# Sharpening a scalloped edge



## minibatataman (Apr 11, 2018)

I have a serated bread knife that means a lot to me that needs sharpening badly. It's the scalloped type of serrations; very shallow with little space between the very round teeth. Any suggestions on how to sharpen that?


----------



## Grunt173 (Apr 11, 2018)

minibatataman said:


> I have a serated bread knife that means a lot to me that needs sharpening badly. It's the scalloped type of serrations; very shallow with little space between the very round teeth.
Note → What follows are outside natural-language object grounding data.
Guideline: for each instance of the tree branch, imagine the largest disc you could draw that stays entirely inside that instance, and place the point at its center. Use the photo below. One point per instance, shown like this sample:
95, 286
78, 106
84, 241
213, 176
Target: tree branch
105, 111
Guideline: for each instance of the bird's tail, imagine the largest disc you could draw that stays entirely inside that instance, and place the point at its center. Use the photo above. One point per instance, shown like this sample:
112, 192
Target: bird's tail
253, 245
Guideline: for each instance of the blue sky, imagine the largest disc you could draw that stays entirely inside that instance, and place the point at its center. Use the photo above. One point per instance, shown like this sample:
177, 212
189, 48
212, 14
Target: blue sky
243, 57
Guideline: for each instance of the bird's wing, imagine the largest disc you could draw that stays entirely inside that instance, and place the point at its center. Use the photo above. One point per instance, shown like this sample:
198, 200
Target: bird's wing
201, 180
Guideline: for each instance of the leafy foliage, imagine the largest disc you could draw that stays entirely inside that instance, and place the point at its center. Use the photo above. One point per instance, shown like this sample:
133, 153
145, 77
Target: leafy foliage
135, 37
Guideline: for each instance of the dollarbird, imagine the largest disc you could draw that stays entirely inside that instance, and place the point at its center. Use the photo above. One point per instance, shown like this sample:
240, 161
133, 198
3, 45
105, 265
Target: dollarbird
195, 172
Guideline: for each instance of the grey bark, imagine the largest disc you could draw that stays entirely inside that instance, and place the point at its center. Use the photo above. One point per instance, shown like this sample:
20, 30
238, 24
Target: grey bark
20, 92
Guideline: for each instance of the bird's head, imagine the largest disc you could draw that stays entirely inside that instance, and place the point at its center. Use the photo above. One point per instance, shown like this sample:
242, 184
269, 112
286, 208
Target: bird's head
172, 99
Any suggestions on how to sharpen that?



I use the very corner of the stone and just drag the knife so the very edge corner of the stone goes in between the serrations and then I just lightly deburr the back side of the knife edge with a few stropping motions.


----------



## chefcomesback (Apr 11, 2018)

Wrap sandpaper to bamboo skewer


----------



## dafox (Apr 11, 2018)

http://www.kitchenknifeforums.com/showthread.php/4262-Sharpening-Serrated-Edges


----------



## HRC_64 (Apr 11, 2018)

chefcomesback said:


> Wrap sandpaper to bamboo skewer



+1 

a vice or a C-clamp comes in handy to secure the blade
and let two hands work on the sharpening/ angles


----------



## Pensacola Tiger (Apr 12, 2018)

minibatataman said:


> I have a serated bread knife that means a lot to me that needs sharpening badly. It's the scalloped type of serrations; very shallow with little space between the very round teeth. Any suggestions on how to sharpen that?



Does your edge look like this?





On scalloped edges like this, I use a sintered ruby rod hone on the convexed face and remove the burr on the flat side with a high grit stone. An Idahone or MAC Black rod hone will work just as well. Use very light strokes and check often for the burr. When you get one, stop.


----------



## minibatataman (Apr 12, 2018)

Yep it the same as this.
And thanks for the suggestions guys.


----------